I was trying to wade through the Alabama D.O.T. manual ... it's about 3 pages of who is covered or not before you get to the regs. I may have to go to "driver school" just to figure out the paperwork! ... 
& of course, most of the folks advise "buy the biggest truck you can buy", but I really dont want to deal with class 8 if I can met my goals with the smaller "rig". CE


----------



## SouthTexasJohn (Mar 16, 2015)

RAK said:


> No such thing as abuse if you own a 7.3l
> 
> Yes sir! 7.3s are the "machines".


----------



## high rate of speed (Jan 4, 2008)

For the little jobs maybe.


----------



## Barry (Dec 28, 1999)

Gee, I think I just walked into a peeing match!


----------



## HarryVanderpool (Apr 11, 2005)

high rate of speed said:


> For the little jobs maybe.


That's right.
In fact, my big truck is SO BIG that it uses a 7.3 as a starter motor!


----------



## high rate of speed (Jan 4, 2008)

Lol Harry.no big barry.trucks,dot,or beesource.if a fellor is doing wrong he finds out fast.lol


----------



## high rate of speed (Jan 4, 2008)

Maybe need that motor just to JumpStart this forum.


----------



## tech.35058 (Jul 29, 2013)

Back to the concept of doing what you can with what you have ....
Assume a deep brood box should be 100 pounds? (I keep bees in 8 frame mediums)
and four to a pallet? or do you pollination hives get 2 deeps?
so roughly 450lbs, or 850lbs per (38"x38"x (16 or 24"?)) pallet?
I have heard "bee nets" mentioned ... where do you get them, how much do they cost, & how long do they normally last?
do you normally haul/ship the loading machine ( bobcat/forklift) with the bees, or require the receiving farm to unload & place? how much does the machine weigh?
Thanks ... CE


----------



## Keith Jarrett (Dec 10, 2006)

tech.35058 said:


> Back to the concept of doing what you can with what you have ....


Well said.


----------



## Ian (Jan 16, 2003)

"Back to the concept of doing what you can with what you have ...."

The basis to our farm operation.
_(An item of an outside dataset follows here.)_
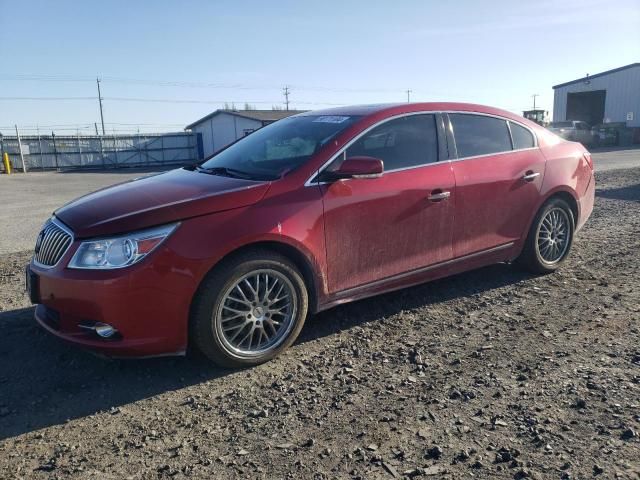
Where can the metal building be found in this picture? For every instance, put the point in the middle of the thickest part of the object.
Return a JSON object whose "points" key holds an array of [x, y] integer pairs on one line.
{"points": [[222, 127], [608, 97]]}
That concept works for experience also. Start with what you have 👍


----------



## Beba (Sep 12, 2021)

Oldtimer said:


> Tech I think you should ask one of these good folks if you could tag along for a trip and see how things are loaded, unloaded, and dealt with along the journey, and if you think you can take the pressure.
> 
> That will give you a big insight into if this is something you want to do.
> 
> ...


Which load board you use to haul bees? lol - I want to haul bees but I cant find the contact. Any help is really appreciated!


----------



## AstroZomBEE (Aug 1, 2006)

Beba said:


> Which load board you use to haul bees? lol - I want to haul bees but I cant find the contact. Any help is really appreciated!


seach Facebook for
Honey Bee Haulers of America 
have your own suit/smoker/nets/strap boards to get the most Money per mile.

I provide my own netting/loading been paying $3.25/mile for the driving.


----------



## dennis crutchfield (Aug 5, 2016)

how many hives can you haul on that set up


----------



## jim lyon (Feb 19, 2006)

dennis crutchfield said:


> how many hives can you haul on that set up


They can haul around 48,000 lbs.


----------



## Beba (Sep 12, 2021)

AstroZomBEE said:


> seach Facebook for
> Honey Bee Haulers of America
> have your own suit/smoker/nets/strap boards to get the most Money per mile.
> 
> I provide my own netting/loading been paying $3.25/mile for the driving.


Thank you!!!!


----------